Case study · OCR pipeline

Signature Data Extraction

Scanned petition sheets → structured CSV via OCR, validation, and human-review flags.

Input

Scans

Output

CSV

Stack

Python

Review

HITL

Problem

Paper forms needed to become usable data

Part of an effort to evaluate public support for a measure across Arkansas. Volunteers had collected thousands of paper petition sheets — printed fields for name, address, county, and date, plus a handwritten signature per row.
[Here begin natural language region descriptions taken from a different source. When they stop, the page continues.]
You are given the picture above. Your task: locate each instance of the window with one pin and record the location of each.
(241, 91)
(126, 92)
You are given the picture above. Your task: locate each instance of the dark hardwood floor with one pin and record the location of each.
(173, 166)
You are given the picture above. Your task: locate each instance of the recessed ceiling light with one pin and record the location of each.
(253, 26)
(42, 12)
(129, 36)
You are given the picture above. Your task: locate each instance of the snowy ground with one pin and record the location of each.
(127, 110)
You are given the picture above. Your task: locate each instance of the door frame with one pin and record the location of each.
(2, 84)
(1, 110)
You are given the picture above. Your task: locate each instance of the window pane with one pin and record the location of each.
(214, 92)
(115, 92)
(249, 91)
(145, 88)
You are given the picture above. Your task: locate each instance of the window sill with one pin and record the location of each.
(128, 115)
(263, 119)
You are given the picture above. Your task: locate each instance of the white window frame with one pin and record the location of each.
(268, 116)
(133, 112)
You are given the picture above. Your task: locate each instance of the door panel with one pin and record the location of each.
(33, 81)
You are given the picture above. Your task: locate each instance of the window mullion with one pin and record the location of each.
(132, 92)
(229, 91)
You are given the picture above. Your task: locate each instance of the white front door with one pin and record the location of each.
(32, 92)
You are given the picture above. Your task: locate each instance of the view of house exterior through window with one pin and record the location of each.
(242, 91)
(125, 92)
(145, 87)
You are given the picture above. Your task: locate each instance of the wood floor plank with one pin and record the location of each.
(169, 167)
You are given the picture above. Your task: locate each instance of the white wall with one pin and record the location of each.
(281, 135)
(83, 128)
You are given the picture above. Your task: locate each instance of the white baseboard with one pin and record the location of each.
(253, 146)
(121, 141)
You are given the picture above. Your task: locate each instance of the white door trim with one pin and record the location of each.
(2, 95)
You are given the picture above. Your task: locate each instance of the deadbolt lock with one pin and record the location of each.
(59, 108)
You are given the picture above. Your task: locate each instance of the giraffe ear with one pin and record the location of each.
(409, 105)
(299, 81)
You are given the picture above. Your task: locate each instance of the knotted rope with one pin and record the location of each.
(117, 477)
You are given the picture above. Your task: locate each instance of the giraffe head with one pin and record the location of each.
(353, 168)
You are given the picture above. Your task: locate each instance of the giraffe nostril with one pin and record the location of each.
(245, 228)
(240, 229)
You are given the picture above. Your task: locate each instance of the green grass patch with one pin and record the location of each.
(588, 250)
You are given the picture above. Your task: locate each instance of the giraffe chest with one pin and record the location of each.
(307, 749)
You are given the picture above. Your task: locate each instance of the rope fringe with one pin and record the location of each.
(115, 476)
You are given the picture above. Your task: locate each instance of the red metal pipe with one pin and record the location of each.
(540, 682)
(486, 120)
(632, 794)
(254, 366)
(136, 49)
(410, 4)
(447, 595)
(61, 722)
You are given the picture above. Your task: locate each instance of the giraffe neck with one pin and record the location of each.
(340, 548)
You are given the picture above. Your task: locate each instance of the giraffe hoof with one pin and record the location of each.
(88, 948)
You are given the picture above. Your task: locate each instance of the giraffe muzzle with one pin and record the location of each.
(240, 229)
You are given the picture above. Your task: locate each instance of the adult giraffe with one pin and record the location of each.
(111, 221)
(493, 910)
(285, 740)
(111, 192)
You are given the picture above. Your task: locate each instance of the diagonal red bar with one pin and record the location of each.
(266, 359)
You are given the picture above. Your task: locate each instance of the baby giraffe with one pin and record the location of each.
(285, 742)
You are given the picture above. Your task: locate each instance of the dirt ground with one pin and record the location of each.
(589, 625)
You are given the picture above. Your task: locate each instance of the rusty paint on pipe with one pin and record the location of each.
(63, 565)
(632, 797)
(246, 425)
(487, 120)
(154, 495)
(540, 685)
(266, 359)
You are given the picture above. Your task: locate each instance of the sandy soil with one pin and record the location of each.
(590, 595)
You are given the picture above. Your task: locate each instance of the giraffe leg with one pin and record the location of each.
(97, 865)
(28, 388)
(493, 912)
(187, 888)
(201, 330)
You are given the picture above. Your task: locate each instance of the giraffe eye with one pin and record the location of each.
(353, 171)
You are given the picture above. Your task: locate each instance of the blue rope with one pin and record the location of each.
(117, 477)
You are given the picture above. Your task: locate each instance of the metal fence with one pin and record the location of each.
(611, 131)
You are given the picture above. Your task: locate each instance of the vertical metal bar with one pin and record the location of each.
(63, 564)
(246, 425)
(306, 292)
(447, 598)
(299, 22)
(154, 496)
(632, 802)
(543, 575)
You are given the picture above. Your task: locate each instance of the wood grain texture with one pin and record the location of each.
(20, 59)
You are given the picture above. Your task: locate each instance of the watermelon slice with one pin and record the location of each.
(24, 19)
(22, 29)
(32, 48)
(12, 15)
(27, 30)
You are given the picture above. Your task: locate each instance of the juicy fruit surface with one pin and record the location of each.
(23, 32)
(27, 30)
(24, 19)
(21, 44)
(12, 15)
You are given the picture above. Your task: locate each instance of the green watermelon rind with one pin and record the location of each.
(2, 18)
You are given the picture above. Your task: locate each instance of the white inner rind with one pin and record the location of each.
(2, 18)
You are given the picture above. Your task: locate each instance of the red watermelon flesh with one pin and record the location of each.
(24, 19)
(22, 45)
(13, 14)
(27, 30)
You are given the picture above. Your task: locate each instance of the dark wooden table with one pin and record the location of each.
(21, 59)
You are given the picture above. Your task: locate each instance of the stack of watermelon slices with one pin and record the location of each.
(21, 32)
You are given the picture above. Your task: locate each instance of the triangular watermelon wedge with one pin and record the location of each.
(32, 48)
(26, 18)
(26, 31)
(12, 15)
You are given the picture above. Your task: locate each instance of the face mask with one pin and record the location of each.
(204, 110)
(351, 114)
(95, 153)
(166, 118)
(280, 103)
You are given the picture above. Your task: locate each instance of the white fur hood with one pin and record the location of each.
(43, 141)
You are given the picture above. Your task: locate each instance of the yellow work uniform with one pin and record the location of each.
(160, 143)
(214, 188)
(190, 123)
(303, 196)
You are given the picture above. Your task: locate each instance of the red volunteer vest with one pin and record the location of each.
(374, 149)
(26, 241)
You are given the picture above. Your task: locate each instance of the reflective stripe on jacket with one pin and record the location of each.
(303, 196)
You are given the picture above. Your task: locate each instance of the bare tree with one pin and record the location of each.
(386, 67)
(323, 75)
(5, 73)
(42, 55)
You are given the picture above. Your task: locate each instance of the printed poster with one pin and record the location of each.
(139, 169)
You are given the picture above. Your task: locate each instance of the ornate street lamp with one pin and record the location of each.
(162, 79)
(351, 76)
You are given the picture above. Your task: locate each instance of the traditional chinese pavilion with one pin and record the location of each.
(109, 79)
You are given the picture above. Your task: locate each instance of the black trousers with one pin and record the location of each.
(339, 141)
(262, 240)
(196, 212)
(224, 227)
The data had to land in a structured CSV before any analysis could begin, and manual entry was a non-starter at that volume.

Approach

Extract fields, flag uncertainty

  • Scanned sheets ingested via Python; pre-processed for skew and contrast.
  • Field-level OCR with Azure Document Intelligence against a custom layout model trained on the petition format.
  • Extracted records normalized in pandas (county lookups, address splits) and written to CSV.
  • Validation pass on each row to flag low-confidence fields for human review.

Outcome

Useful automation with a clear human boundary

Printed text — names, addresses, counties, dates — came through with high reliability and was usable for aggregation work downstream. Handwritten signatures were the hard problem: OCR confidence was low and validation was effectively human-in-the-loop. The pipeline shipped as “completed in part” — useful for the structured fields, with signature verification deferred to a follow-on workflow.

Retrospective

What I’d do differently

  • Stand up a lightweight reviewer UI for the low-confidence rows from day one.
  • Try a dedicated handwriting model (TrOCR or a specialized signature-verification network) for the signature box only.
  • Build a small held-out gold set up front so accuracy isn’t measured by eyeballing CSV diffs.

Stack

Pipeline pieces

  • Python (pandas, Pillow)
  • Azure Document Intelligence (custom layout model)
  • CSV / Excel for downstream consumers